Elieci Santana, 58, chegou por volta das 7h30 na praça. Ao ver os corpos tapados, começou a gritar: “Tem que mostrar o que o Estado assassino fez”, disse, retirando os lençóis e lonas. Ela foi aplaudida.

Já no final da fila de corpos expostos, após olhar no rosto de cerca de 40 cadáveres, desmoronou. “Meu filho. Por que fizeram isso com você?” Ela foi amparada por parentes.

À Folha, a mulher disse que Fábio Santana, 36, quis se entregar. “Na minha última conversa com ele, ele mandou a localização e pediu para ir ao encontro dele, tirar ele de lá, que ele queria se entregar, mas estava com medo de ser morto. Falaram que encontraram o corpo dele com uma algema no pé, mataram meu filho”, disse.

Segundo Elieci, o filho era do tráfico, mas não entrava em confronto com a polícia.

A polícia disse que uma investigação foi iniciada por possível fraude processual.

O secretário de Segurança Pública do Rio de Janeiro, Victor Santos, afirmou em entrevista nesta quarta-feira que, na ausência de perícia, as autoridades utilizam “todo o contexto” para afirmar que os civis mortos eram envolvidos com o tráfico de drogas nos complexos do Alemão e da Penha.

Segundo Santos, o governo estadual se baseia em informações como o horário em que ocorreram as mortes, os locais onde as pessoas estavam e as roupas que elas usavam para chegar a essa conclusão.

“Claro que a gente vai fazer a pesquisa, mas não é um fato se, eventualmente, algum deles não tiver antecedentes criminais, se tornar vítima ou inocente. A história do Rio de Janeiro já mostrou que criminosos, apesar de vasta vida criminosa, não tem antecedentes”, afirmou o secretário.
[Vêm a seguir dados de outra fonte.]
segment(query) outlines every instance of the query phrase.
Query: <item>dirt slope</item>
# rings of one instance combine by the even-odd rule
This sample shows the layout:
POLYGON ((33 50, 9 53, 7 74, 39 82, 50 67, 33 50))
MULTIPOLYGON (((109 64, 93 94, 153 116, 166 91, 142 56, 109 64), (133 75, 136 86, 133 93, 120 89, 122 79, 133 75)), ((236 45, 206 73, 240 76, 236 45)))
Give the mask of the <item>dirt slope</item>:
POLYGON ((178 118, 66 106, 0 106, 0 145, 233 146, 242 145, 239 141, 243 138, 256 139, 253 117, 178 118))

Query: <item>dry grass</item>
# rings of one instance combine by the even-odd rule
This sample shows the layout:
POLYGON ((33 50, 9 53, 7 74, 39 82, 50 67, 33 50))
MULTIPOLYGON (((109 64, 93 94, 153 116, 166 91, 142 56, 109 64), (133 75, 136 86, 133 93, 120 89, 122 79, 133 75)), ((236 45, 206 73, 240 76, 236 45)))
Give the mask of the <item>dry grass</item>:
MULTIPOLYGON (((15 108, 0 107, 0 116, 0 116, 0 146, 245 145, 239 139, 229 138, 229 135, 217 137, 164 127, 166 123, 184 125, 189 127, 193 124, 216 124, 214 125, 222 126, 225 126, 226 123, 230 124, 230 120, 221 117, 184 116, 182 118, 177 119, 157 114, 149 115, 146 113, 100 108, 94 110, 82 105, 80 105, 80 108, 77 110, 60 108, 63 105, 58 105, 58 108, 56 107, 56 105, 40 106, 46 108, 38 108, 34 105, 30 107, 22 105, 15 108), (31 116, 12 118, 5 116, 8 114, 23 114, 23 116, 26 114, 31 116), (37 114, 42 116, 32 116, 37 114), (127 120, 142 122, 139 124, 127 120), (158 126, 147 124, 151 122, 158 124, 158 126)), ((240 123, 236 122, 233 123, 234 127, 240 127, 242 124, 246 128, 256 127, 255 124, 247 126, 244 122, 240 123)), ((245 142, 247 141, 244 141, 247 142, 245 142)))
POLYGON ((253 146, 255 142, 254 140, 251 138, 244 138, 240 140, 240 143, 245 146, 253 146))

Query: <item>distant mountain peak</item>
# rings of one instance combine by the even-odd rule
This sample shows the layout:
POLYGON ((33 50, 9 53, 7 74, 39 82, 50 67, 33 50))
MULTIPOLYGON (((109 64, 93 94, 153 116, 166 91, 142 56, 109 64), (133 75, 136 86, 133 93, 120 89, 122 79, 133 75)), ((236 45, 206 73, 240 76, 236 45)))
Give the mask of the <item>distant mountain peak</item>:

“A gente não consegue imaginar um inocente utilizando um colete balístico, mesmo se não tiver com arma naquele momento. A gente não consegue imaginar um inocente usando um uniforme camuflado”, completou ele.

A advogada Flávia Fróes, que acompanhou a retirada dos corpos da mata, afirmou que alguns deles tinham marcas de tiros na nuca, facadas nas costas e ferimentos nas pernas.

O secretário de Polícia Civil, Felipe Curi, criticou a retirada dos corpos do local, as condições em que foram feitas e como foram dispostos.

“Eles estavam paramentados com roupas camufladas, com colete balístico. Depois apareceram [na praça] vários deles de short, cueca, descalço”, disse. Curi afirmou que aqueles que tiraram os corpos da mata poderão ser alvos de inquérito policial por fraude processual.